April 3, 2026
Visa-lash meets pink-slip panic
Oracle Files H-1B Visa Petitions Amid Mass Layoffs
3,000 visas in, thousands out — commenters cry “labor swap” while others shrug
TLDR: Oracle filed over 3,100 H‑1B visa petitions while cutting thousands of jobs, and the internet exploded over whether this is a talent need or a pay-cutting “labor swap.” Some demand a post-layoff visa freeze; others call it a non-issue, as policy hawks predict tougher crackdowns ahead.
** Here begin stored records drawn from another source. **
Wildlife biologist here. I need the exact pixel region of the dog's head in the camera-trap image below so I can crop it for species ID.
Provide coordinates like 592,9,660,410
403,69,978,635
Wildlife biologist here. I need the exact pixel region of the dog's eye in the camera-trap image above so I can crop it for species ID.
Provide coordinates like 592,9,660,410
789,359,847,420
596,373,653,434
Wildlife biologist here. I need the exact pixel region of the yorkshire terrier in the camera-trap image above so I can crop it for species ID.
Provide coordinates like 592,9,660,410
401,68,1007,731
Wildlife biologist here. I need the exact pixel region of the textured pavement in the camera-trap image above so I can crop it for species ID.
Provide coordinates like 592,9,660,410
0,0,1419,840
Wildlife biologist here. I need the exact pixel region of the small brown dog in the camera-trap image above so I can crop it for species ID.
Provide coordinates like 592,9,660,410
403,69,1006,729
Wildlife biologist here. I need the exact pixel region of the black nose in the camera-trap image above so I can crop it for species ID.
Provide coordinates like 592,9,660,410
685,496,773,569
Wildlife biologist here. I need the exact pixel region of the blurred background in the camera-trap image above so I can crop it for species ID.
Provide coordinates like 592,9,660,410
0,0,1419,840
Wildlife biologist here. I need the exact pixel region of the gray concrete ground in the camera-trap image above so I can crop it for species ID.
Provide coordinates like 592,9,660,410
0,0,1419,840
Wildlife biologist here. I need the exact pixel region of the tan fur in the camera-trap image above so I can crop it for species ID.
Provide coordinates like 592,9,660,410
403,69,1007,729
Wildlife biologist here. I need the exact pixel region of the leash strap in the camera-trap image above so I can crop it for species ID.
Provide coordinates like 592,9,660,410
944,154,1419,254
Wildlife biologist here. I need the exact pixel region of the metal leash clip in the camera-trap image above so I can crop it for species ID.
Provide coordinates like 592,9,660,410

Oracle just filed more than 3,100 H‑1B visa requests even as reports say thousands of staff got “today is your last working day” emails — and the internet lit up. The H‑1B program lets companies hire foreign workers with specialized skills; supporters say it fills gaps, critics say it’s a wage-cutting loophole. With Oracle quiet, commenters took the megaphone. One top take wanted a hard rule: if you lay off more than 2% or 1,000 employees, no visas for 3 years — unless you pay the laid-off people three years’ salary. Others went full scorch-earth, calling H‑1B a “giant scam of labor arbitrage.” Meanwhile, a cooler crowd rolled their eyes, arguing Oracle is huge and many layoffs were abroad — “non-story,” they say. Political spice? A spicy quip claimed “Trump is in Ellison’s pocket,” while policy watchers warned more crackdowns are coming, pointing to that new $100k fee as “just the start.” Memes flew: “pink slips for passports,” “cloud credits for severance,” and a mock job post reading “Must relocate… to the balance sheet.” The only thing everyone agrees on: this is about power, pay, and optics — and until Oracle says more, the comments section is the earnings call. For context, H‑1B is run by USCIS and capped yearly.
Key Points
- •USCIS data shows Oracle filed 2,690 H-1B petitions for FY2025 and 436 so far for FY2026, totaling over 3,100.
- •Oracle reportedly began laying off thousands of employees, with some receiving same-day termination notices.
- •Oracle has not publicly commented on the layoffs or its H-1B petition activity.
- •FY2025 spans Oct 1, 2024–Sep 30, 2025; FY2026 spans Oct 1, 2025–Sep 30, 2026.
- •The article situates these actions within the broader debate over H-1B’s impact on the U.S. workforce.